Fitch explains the reasoning behind its finding as follows :
“About two-thirds of the sector's assets are held as cash deposits in banks whose Local-Currency Issuer Default Ratings (LC IDRs) are mostly 'BB-' following widespread bank downgrades this year. Most of the banks' ratings are on Negative Outlook, signalling a risk of further downgrades, which would cause insurers' asset quality to weaken further. Insurers' holdings of Turkish sovereign debt are also an important influence on their asset quality. Fitch downgraded the Turkish sovereign's LC IDR to 'BB-'/Negative in July 2019.
About 70% of Turkish insurers are partly or fully foreign-owned, an increasingly important benefit to their credit profile given the decline in their asset quality, which could lead to capital depletion. Insurers with a strong foreign parent are likely to have greater scope for financial support to reinforce their capital than domestically-owned insurers, whose owners may be constrained by the local economy. We believe that foreign owners are likely to remain committed to the market as it has long-term growth potential despite the present macro-economic weakness.
The price cap on compulsory motor third-party liability (MTPL) insurance introduced in 2017 has left Turkey's motor insurance market in flux and is proving credit negative for the sector. The cap has led to underwriting losses, causing several insurers to slow their MTPL growth. Insurers that grow at below-average rates in MTPL business could suffer a weakened overall market position as MTPL is Turkey's largest insurance business line. However, those that maintain their position are at risk of continued underwriting losses and shortfalls in their reserves.

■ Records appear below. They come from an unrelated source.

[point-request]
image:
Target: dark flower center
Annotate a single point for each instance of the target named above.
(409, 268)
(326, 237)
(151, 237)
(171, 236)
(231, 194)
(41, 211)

Turkish non-life insurers rely on investment income to support their profitability, particularly interest on bank deposits. The benchmark interest rate was cut to 19.75% from 24% in July 2019, and while this is still high in nominal terms, it is unlikely to be enough to generate an above-inflation return on equity (ROE) for the non-life sector given weak prospects for MTPL underwriting profitability and high inflation (about 15% in August 2019). We estimate that the sector's ROE was 18% in 2018, compared with inflation of about 20%, and the combined ratio was 106%, significantly worse than breakeven (100%).”